This reminds me of how they handle concurrency at Five Guys Burgers and Fries.
The doors and entrance ways to the store are implemented by a standard lock, because only one customer can fit through the door at a time.
The initial waiting line is implemented by a dynamic work queue.
Random people come into the store hoping to aquire the one of the cash register employee's services. They wait in a queue to be served and then are dynamically routed to the first available cashier.
Once a customer is being serviced they place their order and then they are assigned a unique order index, which constitutes their ticket for the upcoming ticket lock based food distribution system. In order to give every customer a unique order number, the computer system needs to do an atomic read and increment on an ever increasing counter.
Customers enter a random access waiting structure called the "tables" and "chairs". Customers enter a lock so as to not disturb the other pleasant patrons and wait for their ticket to be served.
Whenever an order is ready, the Five Guys employees implement cache coherence by informing all of the customer processors that their now_serving set now contains the given ticket value. The food distribution zone has a finite capacity, so it is important that the customer processors have low latency in responding to the updated servicing state an quickly retrieve their food.
The customer returns to the "tables" and "chairs" and consumes their food. The customers sometimes notice false sharing where one customer takes up an a table fit for 6 and due to the timidity of typical customers, they do not want to sit at the same tables as strangers.
Customers perform busy waiting locks while waiting for the limited number of stalls in the restroom facilities and dynamically assign themselves to the first stall that opens that fits their needs. Customers then must wait in yet another queue to wait to aquire the sink to wash their hands.
Exiting the store is implemented in a very similar way to entering the store, except in general priority is given to those customers coming into the store, because it might be a cold day in Pittsburgh outside.
Just to clarify, in this case, there is only one invalidation per lock release and this message is sent to P processors. Hence the traffic is O(P) where as in case of test-test-and-set, O(P^2) is the worst case scenario, that is, when a lock is released, it sends P invalidation messages. All the P processors execute test-and-set each invalidating the cache of the other P-1 processors.
Can someone explain me how is it different from test and test and set and why the interconnect traffic is O(P) and not O(P^2)?
What i think in case of ticket lock, we are looping over a single variable (i.e. l->now_serving) and each release will invalidate this in all the processors. So effectively it is same as test and test and set.
It's O(P) since, like @flyne said, once the lock is released, the worst case is when all the processors have the lock in cache and there will be invalidation on all P processors.
The difference between the two algorithms is that in 'test and test and set' all processors will try to grab the lock so the traffic will be O(P) as opposed to ticket lock where only one processor will grab the lock - so the traffic will be O(1).

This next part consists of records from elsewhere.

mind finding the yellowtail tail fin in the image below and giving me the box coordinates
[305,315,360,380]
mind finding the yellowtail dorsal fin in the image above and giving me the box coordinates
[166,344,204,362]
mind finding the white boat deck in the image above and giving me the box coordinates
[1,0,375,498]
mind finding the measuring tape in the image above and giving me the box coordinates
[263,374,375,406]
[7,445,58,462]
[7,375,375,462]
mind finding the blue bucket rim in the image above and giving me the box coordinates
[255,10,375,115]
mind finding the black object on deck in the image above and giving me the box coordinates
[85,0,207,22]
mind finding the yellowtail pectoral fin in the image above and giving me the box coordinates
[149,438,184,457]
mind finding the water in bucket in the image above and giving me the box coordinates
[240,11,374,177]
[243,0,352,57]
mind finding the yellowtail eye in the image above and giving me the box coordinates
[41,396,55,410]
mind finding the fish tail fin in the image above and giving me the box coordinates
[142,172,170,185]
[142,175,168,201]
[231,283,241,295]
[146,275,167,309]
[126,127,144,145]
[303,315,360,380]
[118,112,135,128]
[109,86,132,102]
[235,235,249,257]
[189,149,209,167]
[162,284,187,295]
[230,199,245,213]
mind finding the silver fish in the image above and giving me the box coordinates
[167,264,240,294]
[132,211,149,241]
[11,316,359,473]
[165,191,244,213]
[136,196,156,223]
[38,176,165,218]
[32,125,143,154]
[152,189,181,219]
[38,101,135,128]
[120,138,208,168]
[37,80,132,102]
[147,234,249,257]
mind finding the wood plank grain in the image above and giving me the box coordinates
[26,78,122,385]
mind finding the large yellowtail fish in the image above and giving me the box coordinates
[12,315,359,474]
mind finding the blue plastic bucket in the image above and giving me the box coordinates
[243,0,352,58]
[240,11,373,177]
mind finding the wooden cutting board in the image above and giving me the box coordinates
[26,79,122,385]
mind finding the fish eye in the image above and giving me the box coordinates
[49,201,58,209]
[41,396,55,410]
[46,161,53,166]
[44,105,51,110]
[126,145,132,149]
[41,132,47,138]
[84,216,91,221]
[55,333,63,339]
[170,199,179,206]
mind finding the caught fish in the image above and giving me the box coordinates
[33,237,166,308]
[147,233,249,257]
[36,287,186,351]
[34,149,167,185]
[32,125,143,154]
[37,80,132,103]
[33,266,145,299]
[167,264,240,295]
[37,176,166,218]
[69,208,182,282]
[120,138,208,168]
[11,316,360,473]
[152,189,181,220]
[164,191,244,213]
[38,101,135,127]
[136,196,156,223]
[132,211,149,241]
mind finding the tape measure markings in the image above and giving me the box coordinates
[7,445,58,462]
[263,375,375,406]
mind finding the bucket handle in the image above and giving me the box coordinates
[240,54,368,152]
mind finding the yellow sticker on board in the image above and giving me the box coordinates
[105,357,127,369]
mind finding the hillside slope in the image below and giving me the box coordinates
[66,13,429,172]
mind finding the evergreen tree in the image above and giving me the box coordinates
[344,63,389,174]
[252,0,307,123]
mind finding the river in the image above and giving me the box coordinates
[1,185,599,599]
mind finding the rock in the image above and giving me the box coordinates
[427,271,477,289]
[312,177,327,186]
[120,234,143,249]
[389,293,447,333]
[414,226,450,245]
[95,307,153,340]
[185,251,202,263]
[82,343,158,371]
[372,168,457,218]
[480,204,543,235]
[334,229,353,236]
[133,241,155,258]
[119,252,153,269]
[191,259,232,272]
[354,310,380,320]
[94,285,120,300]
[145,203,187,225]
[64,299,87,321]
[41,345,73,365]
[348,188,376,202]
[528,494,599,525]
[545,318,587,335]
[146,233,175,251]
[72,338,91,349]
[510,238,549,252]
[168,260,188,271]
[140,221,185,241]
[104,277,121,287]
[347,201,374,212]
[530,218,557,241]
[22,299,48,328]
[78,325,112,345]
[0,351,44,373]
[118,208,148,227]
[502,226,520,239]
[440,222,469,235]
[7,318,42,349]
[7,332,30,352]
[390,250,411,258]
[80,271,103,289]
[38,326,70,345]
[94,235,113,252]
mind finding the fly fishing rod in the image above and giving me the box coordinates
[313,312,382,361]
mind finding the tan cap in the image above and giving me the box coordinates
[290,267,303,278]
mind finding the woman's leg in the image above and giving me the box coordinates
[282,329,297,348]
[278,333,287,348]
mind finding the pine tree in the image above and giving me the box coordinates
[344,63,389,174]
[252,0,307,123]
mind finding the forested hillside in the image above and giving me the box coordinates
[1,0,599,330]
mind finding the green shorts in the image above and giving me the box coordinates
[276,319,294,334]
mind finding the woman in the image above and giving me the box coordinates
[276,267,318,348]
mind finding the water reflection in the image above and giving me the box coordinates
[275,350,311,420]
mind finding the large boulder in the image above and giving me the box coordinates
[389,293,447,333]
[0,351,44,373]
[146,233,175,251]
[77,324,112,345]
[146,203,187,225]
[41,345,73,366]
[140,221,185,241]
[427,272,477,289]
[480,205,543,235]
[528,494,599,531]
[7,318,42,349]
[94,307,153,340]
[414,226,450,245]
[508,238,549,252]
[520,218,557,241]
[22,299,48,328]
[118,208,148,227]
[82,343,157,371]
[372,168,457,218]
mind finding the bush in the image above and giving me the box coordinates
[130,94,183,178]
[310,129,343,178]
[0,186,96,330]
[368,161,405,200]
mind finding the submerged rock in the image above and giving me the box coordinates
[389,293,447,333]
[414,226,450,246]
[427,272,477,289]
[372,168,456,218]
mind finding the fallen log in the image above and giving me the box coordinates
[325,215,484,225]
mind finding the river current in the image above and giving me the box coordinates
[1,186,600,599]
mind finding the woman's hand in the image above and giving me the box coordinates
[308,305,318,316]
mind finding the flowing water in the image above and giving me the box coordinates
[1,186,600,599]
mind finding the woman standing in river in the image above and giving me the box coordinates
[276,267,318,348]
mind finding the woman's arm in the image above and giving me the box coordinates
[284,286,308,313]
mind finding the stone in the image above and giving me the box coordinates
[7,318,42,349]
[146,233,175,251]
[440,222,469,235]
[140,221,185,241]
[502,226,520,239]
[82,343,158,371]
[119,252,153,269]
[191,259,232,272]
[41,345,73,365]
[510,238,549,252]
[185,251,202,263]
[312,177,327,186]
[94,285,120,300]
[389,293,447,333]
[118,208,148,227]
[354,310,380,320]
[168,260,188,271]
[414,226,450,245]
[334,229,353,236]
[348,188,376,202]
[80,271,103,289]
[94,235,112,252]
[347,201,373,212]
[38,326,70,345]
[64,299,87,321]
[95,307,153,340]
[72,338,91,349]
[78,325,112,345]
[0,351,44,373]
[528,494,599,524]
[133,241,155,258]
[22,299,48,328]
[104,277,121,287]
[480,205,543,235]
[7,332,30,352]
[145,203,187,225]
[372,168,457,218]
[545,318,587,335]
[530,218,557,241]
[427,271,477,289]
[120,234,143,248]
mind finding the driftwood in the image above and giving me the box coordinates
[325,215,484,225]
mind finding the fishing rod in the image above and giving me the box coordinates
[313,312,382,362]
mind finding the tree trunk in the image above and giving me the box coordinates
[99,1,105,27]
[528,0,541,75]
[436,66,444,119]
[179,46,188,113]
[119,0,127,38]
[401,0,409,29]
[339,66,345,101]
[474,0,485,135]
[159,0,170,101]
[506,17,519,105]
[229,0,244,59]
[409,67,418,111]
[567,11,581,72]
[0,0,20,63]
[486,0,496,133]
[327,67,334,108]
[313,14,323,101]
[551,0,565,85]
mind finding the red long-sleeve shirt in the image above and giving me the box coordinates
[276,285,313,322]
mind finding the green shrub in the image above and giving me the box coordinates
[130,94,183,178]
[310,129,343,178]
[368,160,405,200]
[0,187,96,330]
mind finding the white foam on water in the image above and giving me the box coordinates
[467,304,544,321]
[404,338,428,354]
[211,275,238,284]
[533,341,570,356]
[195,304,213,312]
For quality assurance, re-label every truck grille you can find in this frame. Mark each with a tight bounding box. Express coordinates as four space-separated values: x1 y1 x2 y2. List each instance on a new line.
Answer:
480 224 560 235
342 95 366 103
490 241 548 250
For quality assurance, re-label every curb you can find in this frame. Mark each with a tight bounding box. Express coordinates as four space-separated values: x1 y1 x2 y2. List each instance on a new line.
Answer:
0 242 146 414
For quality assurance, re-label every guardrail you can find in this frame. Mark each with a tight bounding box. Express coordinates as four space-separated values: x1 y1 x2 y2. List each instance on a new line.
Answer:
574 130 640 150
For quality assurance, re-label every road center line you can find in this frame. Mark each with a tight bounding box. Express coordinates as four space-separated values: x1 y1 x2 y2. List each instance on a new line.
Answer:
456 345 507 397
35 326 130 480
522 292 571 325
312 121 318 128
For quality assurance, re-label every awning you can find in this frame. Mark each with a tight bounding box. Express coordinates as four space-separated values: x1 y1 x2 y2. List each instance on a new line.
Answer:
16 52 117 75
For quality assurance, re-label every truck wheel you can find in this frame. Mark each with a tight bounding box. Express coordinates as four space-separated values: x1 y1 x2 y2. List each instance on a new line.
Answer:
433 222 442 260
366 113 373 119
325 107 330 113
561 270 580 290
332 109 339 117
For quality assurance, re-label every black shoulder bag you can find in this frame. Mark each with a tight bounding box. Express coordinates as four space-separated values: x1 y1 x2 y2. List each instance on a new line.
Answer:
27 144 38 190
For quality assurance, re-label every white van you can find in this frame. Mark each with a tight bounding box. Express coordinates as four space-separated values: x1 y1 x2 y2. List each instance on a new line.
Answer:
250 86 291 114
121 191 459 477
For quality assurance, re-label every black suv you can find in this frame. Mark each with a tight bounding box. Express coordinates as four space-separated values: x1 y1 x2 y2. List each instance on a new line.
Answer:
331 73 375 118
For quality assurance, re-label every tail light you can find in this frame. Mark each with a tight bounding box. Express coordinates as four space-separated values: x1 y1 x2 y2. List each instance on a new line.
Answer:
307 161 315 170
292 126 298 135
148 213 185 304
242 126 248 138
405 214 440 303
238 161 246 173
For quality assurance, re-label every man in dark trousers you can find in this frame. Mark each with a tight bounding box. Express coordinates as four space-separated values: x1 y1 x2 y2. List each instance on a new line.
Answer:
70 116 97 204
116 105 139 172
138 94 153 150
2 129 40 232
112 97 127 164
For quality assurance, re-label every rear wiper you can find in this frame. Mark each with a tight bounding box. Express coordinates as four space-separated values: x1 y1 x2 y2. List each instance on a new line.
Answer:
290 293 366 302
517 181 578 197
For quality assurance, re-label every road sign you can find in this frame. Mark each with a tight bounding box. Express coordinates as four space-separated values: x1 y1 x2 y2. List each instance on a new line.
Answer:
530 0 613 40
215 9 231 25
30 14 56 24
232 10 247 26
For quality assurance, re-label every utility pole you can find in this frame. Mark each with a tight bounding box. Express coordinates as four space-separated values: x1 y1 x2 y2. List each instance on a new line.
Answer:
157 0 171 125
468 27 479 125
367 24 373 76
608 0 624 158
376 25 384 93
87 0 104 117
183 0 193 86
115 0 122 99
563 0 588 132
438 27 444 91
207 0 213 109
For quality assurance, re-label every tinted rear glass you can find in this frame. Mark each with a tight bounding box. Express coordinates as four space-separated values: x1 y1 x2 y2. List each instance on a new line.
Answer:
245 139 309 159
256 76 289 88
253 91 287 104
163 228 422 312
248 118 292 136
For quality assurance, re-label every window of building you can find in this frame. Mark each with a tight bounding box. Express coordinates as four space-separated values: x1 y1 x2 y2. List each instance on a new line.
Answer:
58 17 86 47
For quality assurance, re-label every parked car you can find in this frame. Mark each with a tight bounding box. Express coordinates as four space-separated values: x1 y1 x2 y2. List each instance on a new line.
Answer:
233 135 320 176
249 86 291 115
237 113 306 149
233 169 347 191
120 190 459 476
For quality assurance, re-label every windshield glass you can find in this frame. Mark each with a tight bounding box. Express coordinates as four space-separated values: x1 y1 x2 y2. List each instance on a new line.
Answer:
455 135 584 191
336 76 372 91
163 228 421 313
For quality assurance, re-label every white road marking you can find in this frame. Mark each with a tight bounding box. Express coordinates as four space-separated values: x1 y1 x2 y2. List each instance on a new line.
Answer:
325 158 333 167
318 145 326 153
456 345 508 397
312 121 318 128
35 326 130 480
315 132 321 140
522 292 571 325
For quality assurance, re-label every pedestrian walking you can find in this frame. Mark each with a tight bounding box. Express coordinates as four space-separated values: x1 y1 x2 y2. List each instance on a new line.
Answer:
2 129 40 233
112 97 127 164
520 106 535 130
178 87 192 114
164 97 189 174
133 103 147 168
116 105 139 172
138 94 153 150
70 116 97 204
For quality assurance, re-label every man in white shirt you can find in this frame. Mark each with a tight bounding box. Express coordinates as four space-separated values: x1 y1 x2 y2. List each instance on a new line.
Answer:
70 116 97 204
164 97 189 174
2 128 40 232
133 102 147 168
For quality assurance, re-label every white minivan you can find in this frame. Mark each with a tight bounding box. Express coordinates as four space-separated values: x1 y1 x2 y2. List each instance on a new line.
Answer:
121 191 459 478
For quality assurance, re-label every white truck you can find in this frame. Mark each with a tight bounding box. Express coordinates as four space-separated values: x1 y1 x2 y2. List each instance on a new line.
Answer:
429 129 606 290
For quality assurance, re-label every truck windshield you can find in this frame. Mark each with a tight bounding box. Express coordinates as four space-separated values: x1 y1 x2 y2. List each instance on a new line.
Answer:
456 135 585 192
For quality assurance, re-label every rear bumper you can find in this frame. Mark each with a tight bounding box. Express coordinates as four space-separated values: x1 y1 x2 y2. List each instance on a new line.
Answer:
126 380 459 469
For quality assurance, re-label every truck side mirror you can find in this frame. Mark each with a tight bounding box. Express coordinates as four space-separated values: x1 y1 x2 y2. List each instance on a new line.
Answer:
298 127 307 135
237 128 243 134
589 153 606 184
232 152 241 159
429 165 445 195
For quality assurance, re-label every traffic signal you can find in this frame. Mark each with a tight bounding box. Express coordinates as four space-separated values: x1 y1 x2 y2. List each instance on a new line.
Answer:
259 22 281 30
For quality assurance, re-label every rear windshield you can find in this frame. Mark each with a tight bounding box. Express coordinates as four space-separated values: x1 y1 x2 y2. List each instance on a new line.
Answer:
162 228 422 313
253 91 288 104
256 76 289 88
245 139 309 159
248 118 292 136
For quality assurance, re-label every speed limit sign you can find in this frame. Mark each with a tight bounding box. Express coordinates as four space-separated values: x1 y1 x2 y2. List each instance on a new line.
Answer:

I agree with @flyne and @aznshodan. In 'test and test and set', upon lock release all the processors will try to grab the same lock generating O(P^2) invalidations. But in this case, a lock release will generate O(P) invalidations in the worst case and since acquiring a lock is only a read operation no more invalidations occur.
In OS, we talked about 3 criteria to a lock:
The ticket lock ensures bounded waiting since every thread is queued.